Trump also proved to be a petulant, unpredictable, volcanic, and ungrateful boss, who managed to burn through four chiefs of staff and four national security advisors in less than four years. One staffer called Trump ’s White House “the most toxic working environment on the planet,” and turnover rates inside the administration remained at historically unprecedented levels throughout his term in office.
Trying to manage a complex world in the midst of such chaos would have taxed a Bismarck, a Lincoln, or a Roosevelt, and Trump was a far cry from those canny and subtle strategists. Qualities that had sometimes worked in his up-and-down business career, in reality TV, and even on the campaign trail proved wholly unsuited to the tasks of governing, especially in the unforgiving world of foreign policy.
He could have built on the Iran nuclear deal to move toward a more even-handed, balance-of-power posture in the Middle East and ended the Afghan War promptly. Properly implemented, a shift to a more realistic grand strategy would have kept the United States secure and prosperous, and freed up resources needed to address pressing priorities at home.
It’s long pastime for President Trump ’s detractors to admit he has had quite a string of successes when it comes to foreign policy, and some are finally relenting. The Washington Post’s David Ignatius, for example, had to admit President Trump hit a home run with the deal he helped negotiate for Israel and the United Arab Emirates to normalize diplomatic relations.
And the Middle East peace plan his son-in-law and adviser Jared Kushner has developed is said to be the best hope for resolving the Israel-Palestine conflict since at least Oslo. He has forged new and stronger relationships with not only Mexico but Brazil, whose president won because he was the most Trump -like candidate in the race, as well as Guatemala and others.

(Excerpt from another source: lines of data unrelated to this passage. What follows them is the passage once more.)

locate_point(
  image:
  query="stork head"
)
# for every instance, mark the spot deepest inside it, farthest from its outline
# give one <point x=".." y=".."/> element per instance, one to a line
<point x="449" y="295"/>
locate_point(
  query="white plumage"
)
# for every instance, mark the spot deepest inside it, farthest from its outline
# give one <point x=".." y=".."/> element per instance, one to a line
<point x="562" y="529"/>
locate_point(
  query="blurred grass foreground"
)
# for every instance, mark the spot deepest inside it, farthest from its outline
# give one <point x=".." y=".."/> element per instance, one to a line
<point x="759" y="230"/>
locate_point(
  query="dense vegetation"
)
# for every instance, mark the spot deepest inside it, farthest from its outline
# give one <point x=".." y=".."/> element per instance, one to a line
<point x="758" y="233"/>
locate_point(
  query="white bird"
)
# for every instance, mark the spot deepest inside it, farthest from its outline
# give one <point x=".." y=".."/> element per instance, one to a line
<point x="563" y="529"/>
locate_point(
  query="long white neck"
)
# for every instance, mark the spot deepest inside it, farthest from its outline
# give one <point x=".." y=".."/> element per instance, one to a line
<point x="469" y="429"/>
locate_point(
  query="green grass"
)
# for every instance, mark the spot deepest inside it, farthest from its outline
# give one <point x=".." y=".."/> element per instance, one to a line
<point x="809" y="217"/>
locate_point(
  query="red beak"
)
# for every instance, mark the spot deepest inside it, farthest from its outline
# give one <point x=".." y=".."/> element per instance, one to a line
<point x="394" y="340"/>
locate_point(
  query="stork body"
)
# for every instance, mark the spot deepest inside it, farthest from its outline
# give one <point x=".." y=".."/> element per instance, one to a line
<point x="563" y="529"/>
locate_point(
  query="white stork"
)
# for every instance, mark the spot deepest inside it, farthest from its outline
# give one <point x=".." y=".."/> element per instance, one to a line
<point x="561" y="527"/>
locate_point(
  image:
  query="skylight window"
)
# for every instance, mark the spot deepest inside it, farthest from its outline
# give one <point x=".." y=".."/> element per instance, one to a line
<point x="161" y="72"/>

President Trump has stood up to all the forced theft China inflicts on American firms and then some. He placed 25 percent tariffs on $250 billion worth of Chinese products, which has made them less competitive in the U.S. and forced pressure on Beijing to reform.
But thanks to his strong economic policies, unemployment and inflation were basically non-existent before the pandemic, so Chinese firms, not American consumers, paid the costs of these tariffs. That streak of light you no longer see above the Sea of Japan is the end of North Korea’s previously rather regular missile threats to its neighbors and to the U.S.
The president scored a major military victory over a group of Russian soldiers fighting in Syria. Earlier this year, world oil prices dipped below zero briefly, and they have remained historically low.